Au combat, les effets délétères de la fatigue doivent être un point d’attention des chefs et des cadres de contact. En effet, pour mener à bien sa mission, le chef doit impérativement préserver le potentiel de combat de son unité au plus haut niveau. Il s’agit de faire face, dans la durée, à toutes les situations auxquelles il pourrait être confronté dans un environnement dégradé voire franchement chaotique. Autrement dit, une bonne gestion de la fatigue est la garantie de disposer d’une troupe résiliente, c’est-à-dire endurante et capable de réagir à des chocs potentiellement déstructurants.
Pour lui-même tout d’abord, le chef doit avoir conscience que la fatigue altère sa façon de commander. Les hommes ne sont pas tous égaux devant ce phénomène. Mais on peut généralement constater que la fatigue entraîne une subjectivité dans l’exécution des ordres (erreur d’appréciation de l’intention du chef par exemple), une certaine irascibilité (impatience quant à la réalisation des objectifs donnés), des difficultés de concentration (production des ordres) et parfois d’élocution (notamment à la radio). De plus, le chef doit avoir une appréciation permanente de l’état de fatigue de sa troupe et en connaître les conséquences sur l’exécution de la mission.
Premier enseignement : la fatigue est une donnée d’entrée qu’il faut inclure comme paramètre de la réflexion tactique puis de l’exécution de la mission.
Au combat, la fatigue est évidemment directement liée au manque de sommeil et aux efforts physiques à fournir. Début 2013, lors des combats du bataillon parachutiste dans l’Adrar des Ifoghas, les phases de manœuvres offensives des premiers jours furent très procédurières. Elles se déroulaient du lever au coucher du soleil. La nuit était consacrée aux norias logistiques. Pendant ces périodes de nuit, un tiers seulement de la troupe pouvait se reposer. Le second tiers était occupé au ravitaillement (des phases qui pouvaient durer trois à quatre heures en fonction de l’éloignement des plots logistiques) et le dernier tiers assurait la sûreté du dispositif. Ainsi, les légionnaires ne dormaient en temps cumulé que trois à quatre heures par nuit. Très rapidement, après 36 h à ce rythme, certains légionnaires atteignirent les limites de leur résistance physique. Deux à trois hommes par jour manifestaient une fatigue inhabituelle qui les empêchait de continuer normalement leur mission. Inévitablement, certains d’entre eux, sollicités de nuit comme de jour, n’avaient pas trouvé le temps pour se reposer le minimum d’heures nécessaires, minimum qui peut varier d’un soldat à un autre mais qui baisse rarement en dessous de trois heures par nuit. Dans ces cas, il fallut retirer provisoirement ces légionnaires des groupes d’assaut pour les confier à la section commandement. Parfois mis sous perfusion, ils se « reposaient » quelques heures avant de pouvoir rejoindre leur groupe. L’essentiel était d’éviter de les évacuer « vers l’arrière » pour pouvoir les « réinjecter » rapidement dans leur groupe afin de préserver le potentiel de combat de la compagnie. Ce phénomène d’épuisement passager, courant les premiers jours, fut décroissant à mesure que les cadres de contact apprirent à composer avec l’environnement éreintant de l’Adrar des Ifoghas et avec la durée inédite de l’opération à laquelle nous participions.
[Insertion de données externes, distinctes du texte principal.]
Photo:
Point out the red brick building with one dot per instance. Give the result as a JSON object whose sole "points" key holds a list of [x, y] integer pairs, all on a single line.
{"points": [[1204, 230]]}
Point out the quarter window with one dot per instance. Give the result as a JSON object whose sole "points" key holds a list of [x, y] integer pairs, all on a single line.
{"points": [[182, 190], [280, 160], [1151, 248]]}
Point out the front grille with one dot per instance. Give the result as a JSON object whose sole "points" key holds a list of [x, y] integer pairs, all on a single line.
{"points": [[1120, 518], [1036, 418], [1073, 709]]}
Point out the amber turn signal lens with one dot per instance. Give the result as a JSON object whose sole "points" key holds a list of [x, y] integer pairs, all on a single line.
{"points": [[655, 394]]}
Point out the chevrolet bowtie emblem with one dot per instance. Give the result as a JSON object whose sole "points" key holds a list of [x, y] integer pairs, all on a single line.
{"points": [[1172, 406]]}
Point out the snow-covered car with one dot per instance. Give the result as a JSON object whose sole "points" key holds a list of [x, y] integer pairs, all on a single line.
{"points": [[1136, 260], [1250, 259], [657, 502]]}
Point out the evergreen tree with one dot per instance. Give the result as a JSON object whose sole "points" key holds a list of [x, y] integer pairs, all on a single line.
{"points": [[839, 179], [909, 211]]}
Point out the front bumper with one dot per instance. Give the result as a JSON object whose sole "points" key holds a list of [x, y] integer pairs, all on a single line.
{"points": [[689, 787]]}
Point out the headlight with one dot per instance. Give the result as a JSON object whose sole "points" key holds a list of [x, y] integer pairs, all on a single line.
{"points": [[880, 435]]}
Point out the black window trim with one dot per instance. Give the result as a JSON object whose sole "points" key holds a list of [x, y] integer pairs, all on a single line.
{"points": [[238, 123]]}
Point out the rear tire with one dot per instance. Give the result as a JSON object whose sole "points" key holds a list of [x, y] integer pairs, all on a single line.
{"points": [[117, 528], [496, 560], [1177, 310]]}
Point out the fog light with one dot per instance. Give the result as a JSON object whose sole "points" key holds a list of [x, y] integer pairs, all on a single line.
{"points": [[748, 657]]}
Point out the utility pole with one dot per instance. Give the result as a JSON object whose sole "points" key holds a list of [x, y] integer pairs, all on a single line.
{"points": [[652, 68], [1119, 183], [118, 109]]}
Deuxième enseignement : une opération à laquelle la troupe n’a pas été habituée génère un surcroît de fatigue dans les premiers jours auquel les soldats doivent s’habituer le plus rapidement possible. La rapidité de l’adaptation aux conditions inédites de l’opération dépend de la résistance de la troupe, donc de la densité de son entraînement.
Au-delà du manque de sommeil et des efforts physiques, voire des pressions psychologiques, la fatigue semble être la conséquence des ruptures de rythme. Au combat, imposer son rythme à l’adversaire est le but de toute manœuvre. Prendre l’initiative de l’action permet de briser celle de l’ennemi. La rupture de rythme d’une opération peut donc être recherchée par le commandement, à moins qu’elle ne soit subie du fait de la manœuvre ennemie. Au bout de quelques jours, lorsqu’il fallut pénétrer dans le cœur de la vallée et « reconnaître » l’objectif principal du bataillon, il fut décidé que l’infiltration vers un mouvement de terrain où nous suspections la présence de djihadistes se ferait de nuit. Cette rupture du rythme de la manœuvre générale surprit l’ennemi au point qu’une quinzaine de djihadistes, sidérés, furent éliminés au petit matin. Ils n’imaginaient probablement pas que nous nous étions infiltrés de nuit au cœur de leur dispositif et que nous puissions livrer des combats aussi tôt. Cette action nous permit de nous emparer sans coup férir du groupe d’habitation qui constituait l’objectif principal de la vallée de l’Ametettaï. Cette rupture du rythme a nécessité au préalable d’adapter la période de ravitaillement et de ménager la troupe la journée précédant l’action, afin que la dette de sommeil ne lui soit pas préjudiciable pour la suite des opérations.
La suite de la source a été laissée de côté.